Special Note #2: It would be foolish to rely solely on a GPS when riding any of our routes. Take paper maps and know how to use them even if you primarily intend to rely on a GPS for navigation.
I’m sure some of you are wondering what the “best” system is for navigating with a GPS over multiple days of riding. We strongly discourage using the standard Garmin bike models, e.g. Edge 510 and 810. Neither are much use beyond following a line on a computer screen and battery life is poor. Generally you want real, interactive maps on your GPS. We think this is the gold standard for GPS navigation for bikepacking. Most of the folks I ride with use this or something similar. My own personal setup flip-flops this system: I rely primarily on paper maps and use an iphone with the Oregon Benchmark app as a backup when necessary.
BIKE & TIRE SELECTION
What kind of tires do you recommend? We constantly get this question. As someone who spends very little time thinking about tire selection, I question why people get so worked up about it. Perhaps it’s because it’s one of the few things people have a lot of control over.
Here’s what I’ll say about bikes and tires. I think the “standard” bikepacking bike for Oregon is a rigid 29er (or similar) with ~2” tires with some tread. If you’re looking to buy a new bikepacking bike or wondering which bike to use on any of our routes, unless otherwise noted in the route description, you simply cannot go wrong with this type of bike. Yes, there will be times when you’ll be wishing for something skinnier and other times when you’ll want some big fat 29+ tires, but we think the rigid 29er with ~2” tires is the best overall bike & tire setup for bikepacking in Oregon.

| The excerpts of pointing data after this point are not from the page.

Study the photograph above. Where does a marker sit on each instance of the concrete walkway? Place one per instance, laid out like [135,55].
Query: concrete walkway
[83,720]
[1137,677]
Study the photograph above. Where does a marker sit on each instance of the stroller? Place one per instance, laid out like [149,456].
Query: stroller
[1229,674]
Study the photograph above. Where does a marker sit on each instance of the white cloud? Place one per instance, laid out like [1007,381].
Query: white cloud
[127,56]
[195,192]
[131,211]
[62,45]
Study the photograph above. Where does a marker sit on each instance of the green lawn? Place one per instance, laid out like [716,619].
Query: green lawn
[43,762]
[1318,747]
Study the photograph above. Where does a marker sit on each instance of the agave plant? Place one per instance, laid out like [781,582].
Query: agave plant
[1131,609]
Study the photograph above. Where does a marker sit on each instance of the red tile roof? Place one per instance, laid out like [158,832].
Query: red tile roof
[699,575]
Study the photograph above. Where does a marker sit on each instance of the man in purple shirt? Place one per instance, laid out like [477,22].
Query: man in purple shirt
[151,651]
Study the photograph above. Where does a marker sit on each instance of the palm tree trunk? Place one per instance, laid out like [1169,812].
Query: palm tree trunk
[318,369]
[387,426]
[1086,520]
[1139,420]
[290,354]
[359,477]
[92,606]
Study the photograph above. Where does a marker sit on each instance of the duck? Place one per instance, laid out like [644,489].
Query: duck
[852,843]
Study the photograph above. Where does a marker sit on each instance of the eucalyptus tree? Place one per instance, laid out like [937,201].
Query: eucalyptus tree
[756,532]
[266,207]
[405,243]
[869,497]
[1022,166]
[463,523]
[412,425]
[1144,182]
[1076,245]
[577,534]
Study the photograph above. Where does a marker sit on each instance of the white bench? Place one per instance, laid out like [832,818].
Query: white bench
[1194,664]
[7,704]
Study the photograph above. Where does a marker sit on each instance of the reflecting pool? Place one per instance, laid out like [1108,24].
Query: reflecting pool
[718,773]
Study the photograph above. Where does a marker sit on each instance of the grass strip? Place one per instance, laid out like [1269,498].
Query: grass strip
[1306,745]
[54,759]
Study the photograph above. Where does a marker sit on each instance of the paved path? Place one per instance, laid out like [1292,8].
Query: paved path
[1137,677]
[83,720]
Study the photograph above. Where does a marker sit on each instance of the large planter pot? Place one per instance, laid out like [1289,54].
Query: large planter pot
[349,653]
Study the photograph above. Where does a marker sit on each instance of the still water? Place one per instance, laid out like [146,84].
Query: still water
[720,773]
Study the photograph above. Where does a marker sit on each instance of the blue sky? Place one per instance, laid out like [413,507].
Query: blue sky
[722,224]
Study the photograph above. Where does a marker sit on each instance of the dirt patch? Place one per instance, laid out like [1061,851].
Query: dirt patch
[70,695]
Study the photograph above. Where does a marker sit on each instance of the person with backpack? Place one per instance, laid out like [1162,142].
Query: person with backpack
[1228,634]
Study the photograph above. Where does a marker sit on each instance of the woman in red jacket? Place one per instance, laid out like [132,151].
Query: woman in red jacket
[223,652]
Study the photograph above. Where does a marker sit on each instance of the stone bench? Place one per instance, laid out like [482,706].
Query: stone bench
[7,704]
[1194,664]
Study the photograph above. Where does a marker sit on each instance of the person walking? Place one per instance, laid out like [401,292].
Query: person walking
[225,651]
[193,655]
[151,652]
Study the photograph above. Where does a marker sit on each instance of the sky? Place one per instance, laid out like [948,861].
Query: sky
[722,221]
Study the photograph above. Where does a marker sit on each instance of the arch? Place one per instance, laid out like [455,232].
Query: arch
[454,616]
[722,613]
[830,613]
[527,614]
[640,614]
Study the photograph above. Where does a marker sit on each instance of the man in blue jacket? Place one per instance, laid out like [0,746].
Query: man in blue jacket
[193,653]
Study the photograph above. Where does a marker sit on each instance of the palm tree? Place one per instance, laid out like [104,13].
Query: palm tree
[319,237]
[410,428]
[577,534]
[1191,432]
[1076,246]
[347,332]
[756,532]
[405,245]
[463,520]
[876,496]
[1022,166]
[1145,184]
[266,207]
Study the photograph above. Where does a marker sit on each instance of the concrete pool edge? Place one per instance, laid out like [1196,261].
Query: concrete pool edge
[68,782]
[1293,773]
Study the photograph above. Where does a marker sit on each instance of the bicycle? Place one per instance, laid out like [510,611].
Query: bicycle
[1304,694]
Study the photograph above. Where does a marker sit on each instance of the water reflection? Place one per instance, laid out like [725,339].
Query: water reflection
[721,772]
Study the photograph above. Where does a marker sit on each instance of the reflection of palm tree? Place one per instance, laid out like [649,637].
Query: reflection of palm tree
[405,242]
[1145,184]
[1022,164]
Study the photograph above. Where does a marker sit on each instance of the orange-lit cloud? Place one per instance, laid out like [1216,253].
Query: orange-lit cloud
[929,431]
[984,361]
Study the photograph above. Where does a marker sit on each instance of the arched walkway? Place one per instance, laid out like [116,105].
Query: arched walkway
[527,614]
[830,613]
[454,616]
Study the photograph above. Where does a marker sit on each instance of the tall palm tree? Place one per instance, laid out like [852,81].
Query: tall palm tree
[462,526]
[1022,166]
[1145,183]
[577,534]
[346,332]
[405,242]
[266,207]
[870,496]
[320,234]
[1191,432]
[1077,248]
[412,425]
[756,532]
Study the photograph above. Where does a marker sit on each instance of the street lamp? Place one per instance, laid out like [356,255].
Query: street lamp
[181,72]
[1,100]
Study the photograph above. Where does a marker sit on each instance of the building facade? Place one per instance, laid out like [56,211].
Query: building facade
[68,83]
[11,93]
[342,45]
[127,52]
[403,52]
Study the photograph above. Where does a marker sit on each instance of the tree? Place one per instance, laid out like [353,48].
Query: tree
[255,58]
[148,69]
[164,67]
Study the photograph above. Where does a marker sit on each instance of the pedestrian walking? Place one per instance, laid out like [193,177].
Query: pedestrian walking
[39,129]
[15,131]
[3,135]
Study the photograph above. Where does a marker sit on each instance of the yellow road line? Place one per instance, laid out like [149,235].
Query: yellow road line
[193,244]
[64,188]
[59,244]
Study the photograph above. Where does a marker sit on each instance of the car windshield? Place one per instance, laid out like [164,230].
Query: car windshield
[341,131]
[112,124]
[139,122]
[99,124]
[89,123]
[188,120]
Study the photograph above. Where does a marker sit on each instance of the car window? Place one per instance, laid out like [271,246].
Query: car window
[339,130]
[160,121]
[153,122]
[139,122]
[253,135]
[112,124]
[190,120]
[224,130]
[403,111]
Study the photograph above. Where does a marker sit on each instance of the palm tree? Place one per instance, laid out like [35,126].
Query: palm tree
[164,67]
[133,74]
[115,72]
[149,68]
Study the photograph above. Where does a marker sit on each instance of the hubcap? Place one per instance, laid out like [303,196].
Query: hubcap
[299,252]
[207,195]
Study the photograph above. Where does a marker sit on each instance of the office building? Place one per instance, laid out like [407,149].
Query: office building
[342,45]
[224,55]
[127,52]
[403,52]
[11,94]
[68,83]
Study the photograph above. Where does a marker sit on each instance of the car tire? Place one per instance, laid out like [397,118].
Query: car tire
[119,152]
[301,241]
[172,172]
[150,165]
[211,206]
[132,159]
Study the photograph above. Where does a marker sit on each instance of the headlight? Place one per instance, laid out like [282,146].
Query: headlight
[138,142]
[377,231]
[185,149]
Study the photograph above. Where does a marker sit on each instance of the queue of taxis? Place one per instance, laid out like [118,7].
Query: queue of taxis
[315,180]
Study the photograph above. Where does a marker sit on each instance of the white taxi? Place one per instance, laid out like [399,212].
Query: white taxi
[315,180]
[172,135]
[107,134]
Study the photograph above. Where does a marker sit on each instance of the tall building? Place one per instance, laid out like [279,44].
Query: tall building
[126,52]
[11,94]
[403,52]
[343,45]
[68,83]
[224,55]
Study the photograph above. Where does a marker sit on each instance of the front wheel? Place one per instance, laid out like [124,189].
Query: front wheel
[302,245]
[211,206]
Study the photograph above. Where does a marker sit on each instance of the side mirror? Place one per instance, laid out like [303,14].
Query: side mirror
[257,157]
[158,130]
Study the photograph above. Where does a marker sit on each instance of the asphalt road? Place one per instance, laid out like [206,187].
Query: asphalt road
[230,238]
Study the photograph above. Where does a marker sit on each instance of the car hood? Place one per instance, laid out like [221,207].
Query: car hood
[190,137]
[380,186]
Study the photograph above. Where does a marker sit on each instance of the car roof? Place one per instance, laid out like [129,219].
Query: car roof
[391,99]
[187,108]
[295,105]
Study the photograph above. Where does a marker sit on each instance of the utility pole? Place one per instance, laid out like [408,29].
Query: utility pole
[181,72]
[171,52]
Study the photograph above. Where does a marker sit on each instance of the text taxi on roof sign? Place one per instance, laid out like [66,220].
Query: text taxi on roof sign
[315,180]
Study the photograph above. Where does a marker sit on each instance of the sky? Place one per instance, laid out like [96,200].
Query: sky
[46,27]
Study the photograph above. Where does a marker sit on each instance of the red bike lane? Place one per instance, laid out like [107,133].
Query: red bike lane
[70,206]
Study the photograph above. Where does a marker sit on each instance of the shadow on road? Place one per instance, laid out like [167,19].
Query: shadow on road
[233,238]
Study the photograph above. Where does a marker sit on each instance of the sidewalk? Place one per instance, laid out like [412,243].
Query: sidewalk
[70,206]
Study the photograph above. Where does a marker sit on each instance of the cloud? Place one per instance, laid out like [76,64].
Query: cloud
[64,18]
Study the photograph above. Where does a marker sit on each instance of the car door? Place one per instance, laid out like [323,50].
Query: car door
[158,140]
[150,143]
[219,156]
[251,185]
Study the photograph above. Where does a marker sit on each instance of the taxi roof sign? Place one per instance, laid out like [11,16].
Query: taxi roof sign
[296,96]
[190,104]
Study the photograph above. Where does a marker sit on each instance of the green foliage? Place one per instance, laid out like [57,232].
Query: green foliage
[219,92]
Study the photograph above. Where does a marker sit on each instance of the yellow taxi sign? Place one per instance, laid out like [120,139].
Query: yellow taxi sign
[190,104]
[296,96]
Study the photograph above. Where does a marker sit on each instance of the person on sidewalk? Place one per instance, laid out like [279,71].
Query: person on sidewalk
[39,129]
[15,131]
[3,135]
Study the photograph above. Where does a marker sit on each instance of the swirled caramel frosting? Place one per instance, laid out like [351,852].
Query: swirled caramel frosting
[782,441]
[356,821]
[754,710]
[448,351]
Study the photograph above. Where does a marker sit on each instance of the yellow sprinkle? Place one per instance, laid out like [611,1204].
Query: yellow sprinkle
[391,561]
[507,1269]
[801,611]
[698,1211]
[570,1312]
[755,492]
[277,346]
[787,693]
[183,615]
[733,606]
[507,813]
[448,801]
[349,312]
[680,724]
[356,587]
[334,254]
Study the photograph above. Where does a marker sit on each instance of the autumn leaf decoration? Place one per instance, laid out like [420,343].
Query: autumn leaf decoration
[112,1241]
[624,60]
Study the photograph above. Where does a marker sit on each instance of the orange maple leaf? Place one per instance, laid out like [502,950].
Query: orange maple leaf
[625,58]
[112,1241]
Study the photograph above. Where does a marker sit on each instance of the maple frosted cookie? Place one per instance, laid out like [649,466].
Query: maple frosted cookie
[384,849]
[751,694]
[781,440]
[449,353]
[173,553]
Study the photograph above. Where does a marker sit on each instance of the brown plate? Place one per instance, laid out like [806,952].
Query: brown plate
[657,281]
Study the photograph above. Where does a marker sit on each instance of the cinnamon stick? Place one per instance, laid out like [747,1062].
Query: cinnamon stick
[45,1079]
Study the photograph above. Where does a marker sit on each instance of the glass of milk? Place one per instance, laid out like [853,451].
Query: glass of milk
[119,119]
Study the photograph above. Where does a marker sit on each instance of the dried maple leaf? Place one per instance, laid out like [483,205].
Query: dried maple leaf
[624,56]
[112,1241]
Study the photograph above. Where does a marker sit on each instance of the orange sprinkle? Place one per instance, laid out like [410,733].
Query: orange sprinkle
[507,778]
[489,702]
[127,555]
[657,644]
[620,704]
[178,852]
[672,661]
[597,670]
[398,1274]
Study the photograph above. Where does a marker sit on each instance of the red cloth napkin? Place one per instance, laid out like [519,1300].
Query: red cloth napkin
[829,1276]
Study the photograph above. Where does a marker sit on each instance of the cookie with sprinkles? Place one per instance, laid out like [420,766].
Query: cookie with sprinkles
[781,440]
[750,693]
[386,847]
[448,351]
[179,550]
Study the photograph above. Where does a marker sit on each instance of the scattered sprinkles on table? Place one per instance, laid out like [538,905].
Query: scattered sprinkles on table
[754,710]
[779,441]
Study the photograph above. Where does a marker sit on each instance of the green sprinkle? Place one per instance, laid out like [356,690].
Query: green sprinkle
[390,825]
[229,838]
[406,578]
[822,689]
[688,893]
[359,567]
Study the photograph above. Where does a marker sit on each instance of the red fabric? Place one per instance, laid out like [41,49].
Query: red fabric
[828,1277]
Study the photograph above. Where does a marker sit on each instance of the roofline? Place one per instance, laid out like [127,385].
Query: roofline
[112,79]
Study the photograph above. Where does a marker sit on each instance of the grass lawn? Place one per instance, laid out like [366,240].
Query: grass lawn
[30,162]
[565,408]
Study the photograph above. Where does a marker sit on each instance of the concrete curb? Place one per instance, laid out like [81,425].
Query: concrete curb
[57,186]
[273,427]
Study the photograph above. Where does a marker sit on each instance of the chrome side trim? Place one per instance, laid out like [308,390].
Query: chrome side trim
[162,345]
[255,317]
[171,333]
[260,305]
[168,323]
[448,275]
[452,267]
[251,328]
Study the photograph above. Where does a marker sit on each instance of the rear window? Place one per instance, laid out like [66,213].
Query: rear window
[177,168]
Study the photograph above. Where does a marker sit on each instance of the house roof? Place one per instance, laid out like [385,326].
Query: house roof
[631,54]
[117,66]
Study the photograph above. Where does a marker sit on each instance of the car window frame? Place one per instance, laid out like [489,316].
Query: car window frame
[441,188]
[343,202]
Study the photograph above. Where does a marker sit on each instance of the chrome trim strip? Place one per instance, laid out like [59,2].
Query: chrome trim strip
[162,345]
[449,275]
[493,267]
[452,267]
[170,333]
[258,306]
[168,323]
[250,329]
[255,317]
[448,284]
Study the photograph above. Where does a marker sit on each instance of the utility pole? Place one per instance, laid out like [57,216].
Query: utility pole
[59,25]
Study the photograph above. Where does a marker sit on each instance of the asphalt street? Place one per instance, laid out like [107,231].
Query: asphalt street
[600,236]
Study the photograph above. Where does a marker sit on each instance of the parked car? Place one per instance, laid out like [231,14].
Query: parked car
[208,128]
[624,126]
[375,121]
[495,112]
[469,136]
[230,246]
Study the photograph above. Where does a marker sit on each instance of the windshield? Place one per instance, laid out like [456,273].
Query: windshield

My standard setup is a Surly Ogre with 2.2” Continental X-King ProTection tires. I love this bike and I love these tires – both are solid and reliable. As a result, I put almost no thought into bike and tire selection when planning trips.
In general, you can expect services to be limited or non-existent on most of our bikepacking routes. Remoteness is part of what makes for a good route and a great experience. This requires a lot more advance planning on your part and will often necessitate carrying food for several days at a time while restocking at small convenience stores where options are typically very limited.
We’ve done our best to provide what we know about services en route. However, please be advised that these small establishments open and close at the drop of a hat, keep inconsistent hours, and are not guaranteed to have what you’re looking for. Because it would be impossible to keep this information up-to-date, we expect you to do your own independent research. We help ease this process by providing an online forum for each route for folks to post updates.
We added POIs (points of interest) to each GPS route, including the general location of services. You will need to click through to RidewithGPS on each route to see the POIs. They added this feature just for us because we thought it made the site look prettier. Yes, the folks at RidewithGPS are that awesome.
Every route requires you to obtain water from natural sources – rivers, streams, ponds, etc. You have two general options for making whatever water you find safe to drink: treat or filter. Treatment is generally accomplished with iodine (or similar) drops or a Steripen. Filtering with a water filter is your other option. Folks generally do not like to carry water filters because they are bulky and heavier than other options. However, if available water sources are muddy or silty, filtering is your only viable option (e.g. the Barlow Trail route follows the White River, which in high summer is literally white with glacial silt and undrinkable without a water filter).
Unless otherwise noted for each route, you can assume you will find enough viable water sources to use any method.
Similar to “Services”, you need to click through to RidewithGPS on each GPS route to see the POIs indicating the location of water sources.
The content of this website is purely for informational purposes and is intended as a reference guide. The authors and everyone involved in the creation of this website make no warranty of correctness or thoroughness and disclaim any and all liability from its use.